The changes mean that if an employee chooses to use the CEP, for instance, by taking a training course, funding will come from two sources. “First, a larger portion would come from the CEP fund, replicating the previous employer contributions. Secondly, a smaller portion would come directly from the employee, replicating the previous employee contributions, to cover the balance,” said Judy Robinson, executive director of the Pension Office Corporation, in a letter sent to bishops, diocesan administrators and participating employers. The revenue agency, added Ms. Robinson, recognized that the church would still want employees to make some financial contribution to their continuing education, but it suggested that they could do so at the time the course is chosen.

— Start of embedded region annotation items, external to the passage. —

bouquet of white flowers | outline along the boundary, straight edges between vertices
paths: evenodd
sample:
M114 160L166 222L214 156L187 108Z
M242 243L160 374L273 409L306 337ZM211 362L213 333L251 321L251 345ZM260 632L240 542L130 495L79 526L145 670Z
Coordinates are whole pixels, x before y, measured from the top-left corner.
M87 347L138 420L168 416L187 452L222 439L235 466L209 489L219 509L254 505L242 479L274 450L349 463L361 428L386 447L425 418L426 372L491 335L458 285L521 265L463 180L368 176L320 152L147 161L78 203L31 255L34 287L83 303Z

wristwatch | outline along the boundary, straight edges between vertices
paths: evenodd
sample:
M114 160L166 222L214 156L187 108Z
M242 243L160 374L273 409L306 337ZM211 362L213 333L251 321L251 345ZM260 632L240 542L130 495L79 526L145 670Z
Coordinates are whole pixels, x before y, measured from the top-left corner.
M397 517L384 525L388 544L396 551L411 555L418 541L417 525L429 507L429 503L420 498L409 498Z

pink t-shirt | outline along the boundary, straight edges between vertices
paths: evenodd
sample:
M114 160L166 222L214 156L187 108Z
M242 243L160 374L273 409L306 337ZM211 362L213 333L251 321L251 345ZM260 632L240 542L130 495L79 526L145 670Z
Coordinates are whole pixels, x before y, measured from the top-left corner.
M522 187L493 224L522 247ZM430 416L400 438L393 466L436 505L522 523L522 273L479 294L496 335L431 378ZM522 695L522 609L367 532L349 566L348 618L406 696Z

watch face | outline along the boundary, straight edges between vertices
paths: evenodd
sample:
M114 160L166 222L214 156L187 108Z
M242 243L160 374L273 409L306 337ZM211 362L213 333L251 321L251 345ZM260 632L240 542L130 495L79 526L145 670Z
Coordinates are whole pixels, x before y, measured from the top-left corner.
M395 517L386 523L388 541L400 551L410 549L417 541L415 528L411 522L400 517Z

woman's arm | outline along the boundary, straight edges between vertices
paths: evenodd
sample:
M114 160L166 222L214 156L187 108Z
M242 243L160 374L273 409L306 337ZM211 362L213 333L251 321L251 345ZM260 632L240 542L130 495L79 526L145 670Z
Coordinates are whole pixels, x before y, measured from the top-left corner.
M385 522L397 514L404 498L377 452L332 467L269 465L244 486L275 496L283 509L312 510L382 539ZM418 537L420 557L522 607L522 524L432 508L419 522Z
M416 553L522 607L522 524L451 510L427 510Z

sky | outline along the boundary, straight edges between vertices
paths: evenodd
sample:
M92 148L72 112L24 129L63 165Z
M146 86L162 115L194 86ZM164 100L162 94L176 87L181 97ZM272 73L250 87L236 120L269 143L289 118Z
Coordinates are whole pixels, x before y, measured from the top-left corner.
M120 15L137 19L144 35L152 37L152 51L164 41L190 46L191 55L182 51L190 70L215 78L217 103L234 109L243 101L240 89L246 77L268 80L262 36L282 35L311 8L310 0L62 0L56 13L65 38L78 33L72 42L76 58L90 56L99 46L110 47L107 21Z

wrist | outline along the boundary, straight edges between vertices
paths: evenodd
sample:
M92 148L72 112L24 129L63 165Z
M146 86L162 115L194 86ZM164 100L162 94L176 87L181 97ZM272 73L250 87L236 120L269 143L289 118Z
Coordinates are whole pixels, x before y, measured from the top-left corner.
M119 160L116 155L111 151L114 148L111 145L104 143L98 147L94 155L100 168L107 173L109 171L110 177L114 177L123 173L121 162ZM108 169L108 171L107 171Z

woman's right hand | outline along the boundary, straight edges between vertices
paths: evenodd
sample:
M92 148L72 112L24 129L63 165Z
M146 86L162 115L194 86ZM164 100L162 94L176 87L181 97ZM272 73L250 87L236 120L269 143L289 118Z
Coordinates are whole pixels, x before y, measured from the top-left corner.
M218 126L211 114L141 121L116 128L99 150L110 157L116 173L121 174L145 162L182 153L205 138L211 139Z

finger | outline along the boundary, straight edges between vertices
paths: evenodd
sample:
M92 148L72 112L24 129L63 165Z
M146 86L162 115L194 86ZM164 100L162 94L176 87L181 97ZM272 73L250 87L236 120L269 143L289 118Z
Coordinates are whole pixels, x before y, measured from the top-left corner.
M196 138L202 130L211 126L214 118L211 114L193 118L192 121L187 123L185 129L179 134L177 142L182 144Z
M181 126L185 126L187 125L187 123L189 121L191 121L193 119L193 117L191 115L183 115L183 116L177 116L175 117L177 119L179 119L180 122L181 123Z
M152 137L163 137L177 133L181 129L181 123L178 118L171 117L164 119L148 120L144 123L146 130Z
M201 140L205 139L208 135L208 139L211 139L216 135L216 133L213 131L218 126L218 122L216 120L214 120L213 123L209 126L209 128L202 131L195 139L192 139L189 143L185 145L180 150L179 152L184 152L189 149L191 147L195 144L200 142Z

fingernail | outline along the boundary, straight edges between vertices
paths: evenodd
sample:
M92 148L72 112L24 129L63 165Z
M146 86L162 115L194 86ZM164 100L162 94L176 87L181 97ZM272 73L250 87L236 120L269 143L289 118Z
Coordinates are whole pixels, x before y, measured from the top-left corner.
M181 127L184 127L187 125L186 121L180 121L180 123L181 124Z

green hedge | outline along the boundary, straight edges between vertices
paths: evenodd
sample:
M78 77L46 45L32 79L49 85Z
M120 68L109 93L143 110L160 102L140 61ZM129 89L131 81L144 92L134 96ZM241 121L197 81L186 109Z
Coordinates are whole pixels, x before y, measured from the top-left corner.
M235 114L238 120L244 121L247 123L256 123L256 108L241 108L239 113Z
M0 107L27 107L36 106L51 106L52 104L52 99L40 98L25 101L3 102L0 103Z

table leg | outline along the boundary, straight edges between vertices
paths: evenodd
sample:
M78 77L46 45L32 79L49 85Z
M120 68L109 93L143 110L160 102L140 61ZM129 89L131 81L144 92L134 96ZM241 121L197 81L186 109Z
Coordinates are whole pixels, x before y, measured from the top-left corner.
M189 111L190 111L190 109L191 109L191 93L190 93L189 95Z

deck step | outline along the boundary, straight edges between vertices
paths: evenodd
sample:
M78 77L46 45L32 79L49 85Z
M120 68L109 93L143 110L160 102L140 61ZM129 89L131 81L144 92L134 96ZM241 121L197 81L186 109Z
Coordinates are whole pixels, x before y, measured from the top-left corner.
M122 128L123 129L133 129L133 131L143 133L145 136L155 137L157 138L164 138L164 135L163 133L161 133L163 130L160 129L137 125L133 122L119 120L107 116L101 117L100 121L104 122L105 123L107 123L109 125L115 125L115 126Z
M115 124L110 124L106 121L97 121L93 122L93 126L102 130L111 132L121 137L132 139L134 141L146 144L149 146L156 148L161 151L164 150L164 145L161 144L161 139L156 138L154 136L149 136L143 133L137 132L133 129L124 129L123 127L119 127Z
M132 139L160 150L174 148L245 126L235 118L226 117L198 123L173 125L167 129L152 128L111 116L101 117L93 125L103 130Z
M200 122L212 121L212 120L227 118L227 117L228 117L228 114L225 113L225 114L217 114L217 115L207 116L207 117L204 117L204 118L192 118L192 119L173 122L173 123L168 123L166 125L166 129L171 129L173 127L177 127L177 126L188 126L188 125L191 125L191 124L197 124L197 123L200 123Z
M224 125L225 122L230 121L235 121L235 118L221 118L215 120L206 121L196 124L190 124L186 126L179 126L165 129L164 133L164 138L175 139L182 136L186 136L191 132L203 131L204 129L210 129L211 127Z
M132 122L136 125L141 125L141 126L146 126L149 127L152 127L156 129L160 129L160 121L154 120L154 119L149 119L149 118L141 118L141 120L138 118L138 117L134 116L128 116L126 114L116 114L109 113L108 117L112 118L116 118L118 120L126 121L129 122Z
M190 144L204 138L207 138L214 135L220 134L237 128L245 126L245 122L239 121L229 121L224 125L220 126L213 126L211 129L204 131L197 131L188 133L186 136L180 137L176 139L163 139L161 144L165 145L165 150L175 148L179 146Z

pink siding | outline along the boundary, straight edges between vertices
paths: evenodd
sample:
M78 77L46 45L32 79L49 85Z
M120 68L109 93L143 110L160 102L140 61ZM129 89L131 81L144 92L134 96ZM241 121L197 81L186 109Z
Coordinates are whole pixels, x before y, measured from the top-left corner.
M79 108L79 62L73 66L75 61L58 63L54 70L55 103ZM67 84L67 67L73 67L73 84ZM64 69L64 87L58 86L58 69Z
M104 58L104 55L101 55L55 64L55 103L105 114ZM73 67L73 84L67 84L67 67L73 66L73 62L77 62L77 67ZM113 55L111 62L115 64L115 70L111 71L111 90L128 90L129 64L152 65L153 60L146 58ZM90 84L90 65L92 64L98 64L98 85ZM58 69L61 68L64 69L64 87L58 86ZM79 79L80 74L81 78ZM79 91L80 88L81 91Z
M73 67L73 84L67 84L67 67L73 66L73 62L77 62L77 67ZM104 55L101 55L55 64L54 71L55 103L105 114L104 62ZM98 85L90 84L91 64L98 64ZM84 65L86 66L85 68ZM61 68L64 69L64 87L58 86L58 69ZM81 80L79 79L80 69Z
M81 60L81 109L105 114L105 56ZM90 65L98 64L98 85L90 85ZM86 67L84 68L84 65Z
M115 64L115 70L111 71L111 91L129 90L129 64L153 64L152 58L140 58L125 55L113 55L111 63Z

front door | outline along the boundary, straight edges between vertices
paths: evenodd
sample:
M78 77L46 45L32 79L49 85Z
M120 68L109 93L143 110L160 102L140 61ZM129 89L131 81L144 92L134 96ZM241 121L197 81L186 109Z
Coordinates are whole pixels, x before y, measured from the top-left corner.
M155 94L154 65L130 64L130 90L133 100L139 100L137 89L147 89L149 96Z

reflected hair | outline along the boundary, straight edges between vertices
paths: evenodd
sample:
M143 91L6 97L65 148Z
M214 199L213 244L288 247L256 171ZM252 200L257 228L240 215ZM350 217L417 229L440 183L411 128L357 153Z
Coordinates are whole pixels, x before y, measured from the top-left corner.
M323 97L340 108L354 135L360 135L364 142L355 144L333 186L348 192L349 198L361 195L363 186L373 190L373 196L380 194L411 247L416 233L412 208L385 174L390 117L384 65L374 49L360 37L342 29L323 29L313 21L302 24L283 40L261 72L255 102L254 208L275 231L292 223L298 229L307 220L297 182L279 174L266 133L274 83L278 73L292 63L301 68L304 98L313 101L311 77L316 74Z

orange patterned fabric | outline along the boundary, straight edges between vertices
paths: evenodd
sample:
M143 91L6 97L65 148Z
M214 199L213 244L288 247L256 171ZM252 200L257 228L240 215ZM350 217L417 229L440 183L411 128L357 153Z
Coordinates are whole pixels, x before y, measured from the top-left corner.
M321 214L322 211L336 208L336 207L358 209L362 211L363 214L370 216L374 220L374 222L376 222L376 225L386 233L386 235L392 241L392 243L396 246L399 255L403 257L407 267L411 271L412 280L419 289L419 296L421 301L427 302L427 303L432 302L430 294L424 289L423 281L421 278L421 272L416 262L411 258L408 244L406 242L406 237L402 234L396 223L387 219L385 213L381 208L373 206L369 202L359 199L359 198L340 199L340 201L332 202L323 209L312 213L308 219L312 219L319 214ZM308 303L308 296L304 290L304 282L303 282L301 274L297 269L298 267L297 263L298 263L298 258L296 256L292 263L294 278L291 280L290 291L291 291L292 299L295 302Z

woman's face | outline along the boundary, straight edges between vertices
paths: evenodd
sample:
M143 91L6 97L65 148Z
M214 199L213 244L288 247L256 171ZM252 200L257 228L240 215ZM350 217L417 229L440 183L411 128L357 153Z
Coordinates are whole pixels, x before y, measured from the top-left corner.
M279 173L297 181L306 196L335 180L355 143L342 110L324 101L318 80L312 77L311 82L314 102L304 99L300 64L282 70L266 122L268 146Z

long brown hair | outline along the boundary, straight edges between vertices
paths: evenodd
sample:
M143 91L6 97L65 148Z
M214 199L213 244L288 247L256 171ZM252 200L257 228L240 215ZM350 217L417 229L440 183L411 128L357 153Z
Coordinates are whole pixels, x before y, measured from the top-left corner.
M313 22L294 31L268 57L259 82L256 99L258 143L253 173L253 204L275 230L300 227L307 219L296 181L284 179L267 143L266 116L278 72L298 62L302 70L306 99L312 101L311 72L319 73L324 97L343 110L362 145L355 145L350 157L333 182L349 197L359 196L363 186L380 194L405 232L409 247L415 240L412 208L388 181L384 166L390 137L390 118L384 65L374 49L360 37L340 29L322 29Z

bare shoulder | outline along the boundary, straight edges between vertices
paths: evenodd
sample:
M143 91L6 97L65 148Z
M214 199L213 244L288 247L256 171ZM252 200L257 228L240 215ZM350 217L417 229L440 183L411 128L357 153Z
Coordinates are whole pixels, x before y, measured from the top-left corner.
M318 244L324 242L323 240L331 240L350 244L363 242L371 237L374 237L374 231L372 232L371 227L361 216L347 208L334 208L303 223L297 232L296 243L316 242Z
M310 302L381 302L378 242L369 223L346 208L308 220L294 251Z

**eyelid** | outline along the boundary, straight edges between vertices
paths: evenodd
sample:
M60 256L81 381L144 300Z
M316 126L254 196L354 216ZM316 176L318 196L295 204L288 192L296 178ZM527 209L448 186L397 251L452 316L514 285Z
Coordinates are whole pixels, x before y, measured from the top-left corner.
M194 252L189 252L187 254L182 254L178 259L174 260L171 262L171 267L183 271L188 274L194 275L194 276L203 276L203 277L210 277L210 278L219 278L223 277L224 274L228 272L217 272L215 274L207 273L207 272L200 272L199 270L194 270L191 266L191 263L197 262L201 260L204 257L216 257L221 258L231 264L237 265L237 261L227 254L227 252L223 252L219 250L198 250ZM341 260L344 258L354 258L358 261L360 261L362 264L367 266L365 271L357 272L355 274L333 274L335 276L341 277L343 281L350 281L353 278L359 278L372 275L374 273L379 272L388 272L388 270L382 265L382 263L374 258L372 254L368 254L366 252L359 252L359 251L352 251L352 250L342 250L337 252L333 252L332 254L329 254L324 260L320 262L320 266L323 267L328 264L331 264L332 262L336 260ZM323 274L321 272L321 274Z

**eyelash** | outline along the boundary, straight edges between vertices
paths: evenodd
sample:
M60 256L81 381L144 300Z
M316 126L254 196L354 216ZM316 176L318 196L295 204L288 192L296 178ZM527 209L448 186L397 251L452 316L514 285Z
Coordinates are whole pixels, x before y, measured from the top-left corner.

The changes will allow the fund’s income to accumulate tax-free in a controlled entity, said Ms. Robinson.
Since 2001, General Synod’s legal counsel has been seeking clarification with the revenue agency on the tax status of the CEP. In January 2007, the CRA said it was unable to rule on the matter and sought the opinion of the federal government’s justice department. The changes are the result of the advice of the justice department.